In this exercise, you're going to build a k-nearest neighbor model to predict which country the UFO sighting took place in. The X dataset contains the log-normalized seconds column, the one-hot encoded type columns, as well as the month and year when the sighting took place. The y labels are the encoded country column, where 1 is "us" and 0 is "ca".

In [None]:
# Take a look at the features in the X set of data(Print out the .columns of the X set)
print(X.columns)

# Split the X and y sets, ensuring that the class distribution of the labels is the same in the training and tests sets, and using a random_state of 42
X_train, X_test, y_train, y_test = train_test_split(X, y, stratify = y, random_state = 42)

# Fit knn to the training data.
knn.fit(X_train,y_train)

# Print the test set accuracy of the knn model.
print(knn.score(X_test, y_test))

<script.py> output:

    Index(['seconds_log', 'changing', 'chevron', 'cigar', 'circle', 'cone', 'cross', 'cylinder', 'diamond', 'disk', 'egg', 'fireball', 'flash', 'formation', 'light', 'other', 'oval', 'rectangle',
           'sphere', 'teardrop', 'triangle', 'unknown', 'month', 'year'],
          dtype='object')
          
    0.867237687366167

Awesome work! This model performs pretty well. It seems like you've made pretty good feature selection choices here.

# Modeling the UFO dataset, part 2

Finally, you'll build a model using the text vector we created, desc_tfidf, using the filtered_words list to create a filtered text vector. Let's see if you can predict the type of the sighting based on the text. You'll use a Naive Bayes model for this.

In [None]:
# Use the list of filtered words we created to filter the text vector
filtered_text = desc_tfidf[:, list(filtered_words)]

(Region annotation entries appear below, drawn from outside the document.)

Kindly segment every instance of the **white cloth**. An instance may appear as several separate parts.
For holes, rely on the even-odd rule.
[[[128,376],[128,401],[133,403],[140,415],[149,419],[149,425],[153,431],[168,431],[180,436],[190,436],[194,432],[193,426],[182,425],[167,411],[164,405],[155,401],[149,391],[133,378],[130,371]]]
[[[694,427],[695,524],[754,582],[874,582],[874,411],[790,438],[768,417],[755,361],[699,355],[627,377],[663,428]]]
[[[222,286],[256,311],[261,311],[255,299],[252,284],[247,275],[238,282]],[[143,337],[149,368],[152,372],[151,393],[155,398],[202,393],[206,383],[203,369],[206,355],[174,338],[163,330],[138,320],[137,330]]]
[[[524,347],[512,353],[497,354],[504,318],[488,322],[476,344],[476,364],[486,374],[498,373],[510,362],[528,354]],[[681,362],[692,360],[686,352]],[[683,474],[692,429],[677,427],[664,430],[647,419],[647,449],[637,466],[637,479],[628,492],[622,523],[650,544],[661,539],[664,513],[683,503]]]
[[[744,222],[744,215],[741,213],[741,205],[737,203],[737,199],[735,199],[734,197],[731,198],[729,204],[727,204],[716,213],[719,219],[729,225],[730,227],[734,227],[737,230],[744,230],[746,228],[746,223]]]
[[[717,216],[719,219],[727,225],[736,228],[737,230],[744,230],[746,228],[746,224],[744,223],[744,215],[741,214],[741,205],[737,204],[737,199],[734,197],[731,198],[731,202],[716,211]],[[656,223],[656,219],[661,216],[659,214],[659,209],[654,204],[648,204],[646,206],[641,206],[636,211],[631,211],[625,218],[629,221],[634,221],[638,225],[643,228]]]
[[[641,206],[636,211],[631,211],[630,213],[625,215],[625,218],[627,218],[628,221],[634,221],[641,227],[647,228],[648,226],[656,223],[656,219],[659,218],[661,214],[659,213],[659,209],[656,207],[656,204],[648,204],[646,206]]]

# Split the X and y sets using train_test_split, setting stratify=y 
X_train, X_test, y_train, y_test = train_test_split(filtered_text.toarray(), y, stratify=y, random_state=42)

# Fit nb to the training sets
nb.fit(X_train, y_train)

# Print the score of nb on the test sets
print(nb.score(X_test,y_test))

<script.py> output:

    0.17987152034261242

this model performs very poorly on this text data. This is a clear case where iteration would be necessary to figure out what subset of text improves the model, and if perhaps any of the other features are useful in predicting type.